Now, Aviron sells bikes and treadmills in addition to rowers. It’s continuing to grow in the double digits, it has over 50,000 members using its products, and its retention metric is over 98% a month for paid subscriptions. 

“What did Y Combinator make possible? Everything,” Hoang said. “It was the best decision I ever made. It literally changed the trajectory of my life.”

[Read more: How Startups Are Taking Bold Bets in Underserved Markets — From End-of-Life Services to Discount Travel]

Accelerators and pitch competitions have proven to be powerful growth engines for startups, offering lessons for small businesses aiming to scale.

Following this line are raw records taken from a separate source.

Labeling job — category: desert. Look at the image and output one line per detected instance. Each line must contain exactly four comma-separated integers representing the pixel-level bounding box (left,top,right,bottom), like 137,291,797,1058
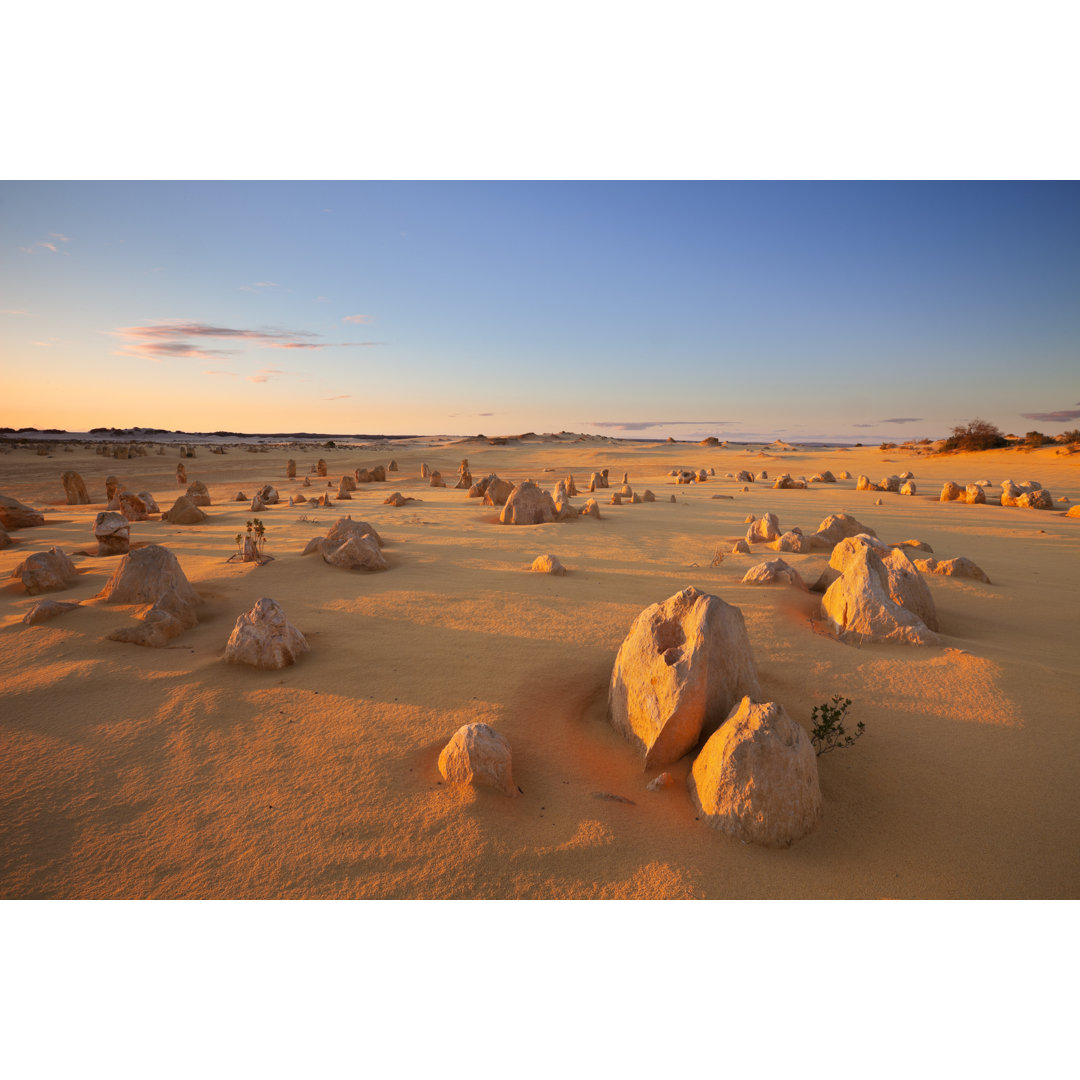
0,432,1080,900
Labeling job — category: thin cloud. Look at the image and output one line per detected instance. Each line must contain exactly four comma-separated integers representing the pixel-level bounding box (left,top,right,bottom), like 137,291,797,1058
591,420,739,431
1021,402,1080,423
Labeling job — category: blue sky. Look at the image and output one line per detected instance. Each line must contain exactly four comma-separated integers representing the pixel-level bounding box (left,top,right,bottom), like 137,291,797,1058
0,181,1080,442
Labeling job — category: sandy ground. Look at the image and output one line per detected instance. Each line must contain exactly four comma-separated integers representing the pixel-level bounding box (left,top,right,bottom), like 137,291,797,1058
0,434,1080,899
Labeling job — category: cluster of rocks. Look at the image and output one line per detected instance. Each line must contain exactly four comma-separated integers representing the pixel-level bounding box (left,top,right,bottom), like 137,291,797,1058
95,544,199,648
608,586,823,847
301,517,390,570
940,480,1054,510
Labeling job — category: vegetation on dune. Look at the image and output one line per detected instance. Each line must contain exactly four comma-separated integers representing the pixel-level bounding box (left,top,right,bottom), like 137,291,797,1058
942,419,1009,451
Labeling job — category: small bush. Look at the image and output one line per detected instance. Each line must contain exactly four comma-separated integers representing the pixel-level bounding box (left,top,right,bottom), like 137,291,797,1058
810,694,866,757
942,420,1009,450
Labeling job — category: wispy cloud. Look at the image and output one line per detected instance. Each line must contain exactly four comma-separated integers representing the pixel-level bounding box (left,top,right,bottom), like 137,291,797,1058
247,367,288,382
591,420,740,431
1021,402,1080,423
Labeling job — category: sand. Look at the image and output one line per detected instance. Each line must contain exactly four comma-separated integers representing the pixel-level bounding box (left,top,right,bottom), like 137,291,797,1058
0,440,1080,899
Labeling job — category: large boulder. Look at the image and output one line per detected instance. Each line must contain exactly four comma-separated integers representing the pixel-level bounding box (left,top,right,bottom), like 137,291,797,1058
1016,489,1054,510
95,543,199,627
94,510,132,555
608,586,760,769
687,697,824,848
161,495,207,525
529,555,566,577
188,480,210,507
11,548,79,596
481,473,514,507
814,511,877,545
0,495,45,529
746,514,780,543
499,480,555,525
60,472,90,507
326,516,386,548
822,536,941,645
225,596,308,671
741,558,807,591
438,724,518,797
313,536,390,570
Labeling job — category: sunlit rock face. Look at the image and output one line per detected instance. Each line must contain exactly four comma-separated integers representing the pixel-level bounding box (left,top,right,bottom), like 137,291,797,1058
225,596,308,671
608,586,760,769
822,536,941,645
438,724,519,797
687,697,824,848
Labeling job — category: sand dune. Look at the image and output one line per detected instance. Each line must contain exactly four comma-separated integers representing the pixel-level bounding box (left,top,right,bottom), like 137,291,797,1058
0,433,1080,899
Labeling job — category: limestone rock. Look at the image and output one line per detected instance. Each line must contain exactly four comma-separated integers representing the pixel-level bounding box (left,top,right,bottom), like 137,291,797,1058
319,536,390,570
499,480,555,525
769,529,812,555
608,586,760,769
687,697,824,848
161,495,207,525
225,596,309,671
117,491,150,522
188,480,211,507
23,600,79,626
822,536,941,645
1016,489,1054,510
438,724,518,798
0,495,45,529
484,473,514,507
742,558,807,592
94,510,132,555
746,514,780,543
326,516,386,548
97,543,199,626
60,472,90,507
529,555,566,577
11,548,79,596
814,512,877,545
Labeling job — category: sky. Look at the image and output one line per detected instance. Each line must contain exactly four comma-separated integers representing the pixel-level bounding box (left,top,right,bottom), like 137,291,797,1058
0,180,1080,444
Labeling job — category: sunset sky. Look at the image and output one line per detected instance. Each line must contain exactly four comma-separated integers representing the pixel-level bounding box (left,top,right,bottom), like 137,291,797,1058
0,181,1080,442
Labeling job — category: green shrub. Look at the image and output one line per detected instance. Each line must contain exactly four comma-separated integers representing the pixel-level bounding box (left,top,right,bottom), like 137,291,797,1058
810,693,866,757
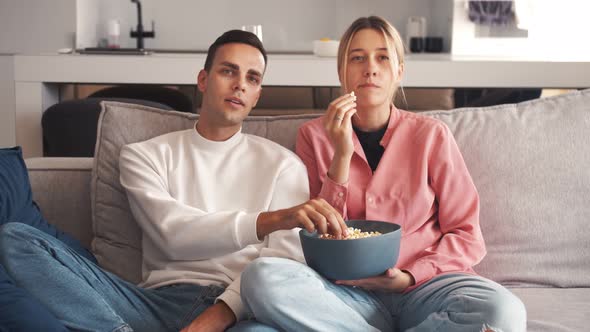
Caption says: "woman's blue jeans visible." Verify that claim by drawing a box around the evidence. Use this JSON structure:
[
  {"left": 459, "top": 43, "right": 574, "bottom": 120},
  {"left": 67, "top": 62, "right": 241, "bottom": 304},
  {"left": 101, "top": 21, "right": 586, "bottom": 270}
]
[{"left": 241, "top": 257, "right": 526, "bottom": 332}]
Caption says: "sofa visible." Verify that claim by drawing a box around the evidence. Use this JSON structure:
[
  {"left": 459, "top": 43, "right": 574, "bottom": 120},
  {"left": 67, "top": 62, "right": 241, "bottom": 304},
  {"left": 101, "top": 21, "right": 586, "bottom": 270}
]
[{"left": 26, "top": 90, "right": 590, "bottom": 332}]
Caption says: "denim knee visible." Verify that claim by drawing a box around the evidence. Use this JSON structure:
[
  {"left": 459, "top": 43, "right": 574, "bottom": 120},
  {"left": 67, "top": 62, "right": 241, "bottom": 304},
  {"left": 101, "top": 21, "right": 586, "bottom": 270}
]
[
  {"left": 0, "top": 222, "right": 31, "bottom": 266},
  {"left": 240, "top": 257, "right": 281, "bottom": 298}
]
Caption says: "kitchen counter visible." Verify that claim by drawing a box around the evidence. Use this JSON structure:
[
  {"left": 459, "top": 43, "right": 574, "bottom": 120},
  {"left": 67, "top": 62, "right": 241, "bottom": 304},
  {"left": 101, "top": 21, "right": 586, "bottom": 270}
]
[
  {"left": 0, "top": 52, "right": 590, "bottom": 157},
  {"left": 15, "top": 52, "right": 590, "bottom": 88}
]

Measured’s Monji Dolon on fueling growth via customer feedback

Monji Dolon applied to Y Combinator for three years before getting into the program to work on his startup, Measured, a telehealth company focused on metabolic health and longevity.

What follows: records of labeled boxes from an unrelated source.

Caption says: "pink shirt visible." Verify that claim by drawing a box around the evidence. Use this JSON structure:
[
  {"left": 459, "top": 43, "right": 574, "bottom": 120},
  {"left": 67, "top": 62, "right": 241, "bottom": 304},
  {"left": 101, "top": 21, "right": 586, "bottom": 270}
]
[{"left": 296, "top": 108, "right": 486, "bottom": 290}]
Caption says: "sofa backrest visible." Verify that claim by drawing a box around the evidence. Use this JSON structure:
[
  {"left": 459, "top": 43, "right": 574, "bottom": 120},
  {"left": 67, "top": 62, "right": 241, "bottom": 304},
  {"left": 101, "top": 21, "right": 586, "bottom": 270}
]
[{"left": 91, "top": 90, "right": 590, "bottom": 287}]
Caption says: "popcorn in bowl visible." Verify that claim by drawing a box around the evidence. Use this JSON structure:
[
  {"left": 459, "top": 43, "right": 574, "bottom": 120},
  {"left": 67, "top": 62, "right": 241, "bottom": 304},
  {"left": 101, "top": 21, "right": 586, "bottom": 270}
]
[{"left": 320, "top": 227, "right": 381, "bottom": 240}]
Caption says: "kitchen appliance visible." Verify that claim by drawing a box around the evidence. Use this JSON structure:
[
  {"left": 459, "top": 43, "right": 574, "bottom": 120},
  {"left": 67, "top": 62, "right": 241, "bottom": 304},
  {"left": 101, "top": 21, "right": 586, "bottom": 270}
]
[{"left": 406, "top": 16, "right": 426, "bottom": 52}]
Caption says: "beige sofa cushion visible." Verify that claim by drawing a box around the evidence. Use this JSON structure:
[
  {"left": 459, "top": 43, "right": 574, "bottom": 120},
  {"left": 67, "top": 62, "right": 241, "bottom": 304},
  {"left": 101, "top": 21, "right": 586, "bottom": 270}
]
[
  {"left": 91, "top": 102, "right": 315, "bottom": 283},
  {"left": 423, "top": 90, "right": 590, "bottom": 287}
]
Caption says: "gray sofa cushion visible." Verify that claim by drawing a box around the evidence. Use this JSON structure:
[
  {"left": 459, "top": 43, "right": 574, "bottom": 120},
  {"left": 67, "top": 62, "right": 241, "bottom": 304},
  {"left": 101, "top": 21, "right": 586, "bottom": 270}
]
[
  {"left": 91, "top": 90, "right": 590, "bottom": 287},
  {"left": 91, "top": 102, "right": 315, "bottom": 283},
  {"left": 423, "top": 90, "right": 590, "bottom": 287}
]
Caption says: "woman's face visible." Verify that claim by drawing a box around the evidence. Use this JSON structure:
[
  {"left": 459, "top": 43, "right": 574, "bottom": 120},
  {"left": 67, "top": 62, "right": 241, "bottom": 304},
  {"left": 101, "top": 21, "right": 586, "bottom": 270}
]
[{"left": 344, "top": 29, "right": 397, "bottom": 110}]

The company helps people manage chronic metabolic conditions like obesity while supporting long-term health through personalized treatment plans that combine prescription medication, nutrition guidance, and ongoing clinical care. The company now works with thousands of patients across 35 states.

Dolon worked for years at a handful of tech startups, including Spire Education, UniversityNow, and UserTesting. He always wanted to start his own company and had a few ideas, but nothing took. Then, he and a friend launched a side project, an early-days version of Measured, to help pay their bills.

“Pretty quickly, it became evident that a lot of people wanted this,” Dolon said. Measured started to make revenue and gained traction over a six-month period. 

During the accelerator, Dolon learned how to better understand customers and their pain points to deliver what they want. He and his business partner, Frankie Brannon, began to tie every business decision to customers. YC also helped them establish clear metrics to strive for. Measured subsequently raised around $3.4 million during its seed round. The money made it possible to hire more team members, expand into telehealth, and invest more heavily in paid media as the brand scaled nationwide. It generates millions a year in revenue and grew by 30% over the past year.

“The biggest thing YC tells you is to talk to your users, they drill that into you time and time again. It’s something that a new entrepreneur tends not to think about a lot,” he said. “YC is a true accelerator—it will pour fuel onto that fire and help you rocket-ship away. It definitely transformed the business.”

Dolon still leans on the rich network of founder peers and investors he developed during his accelerator experience, and he helps founders applying to YC fine-tune their applications. “You apply for an accelerator if you truly think it’s going to help your business,” he said. “Accelerators can, and do, help. But even if you don’t get in, you should be hell bent on succeeding with your business.”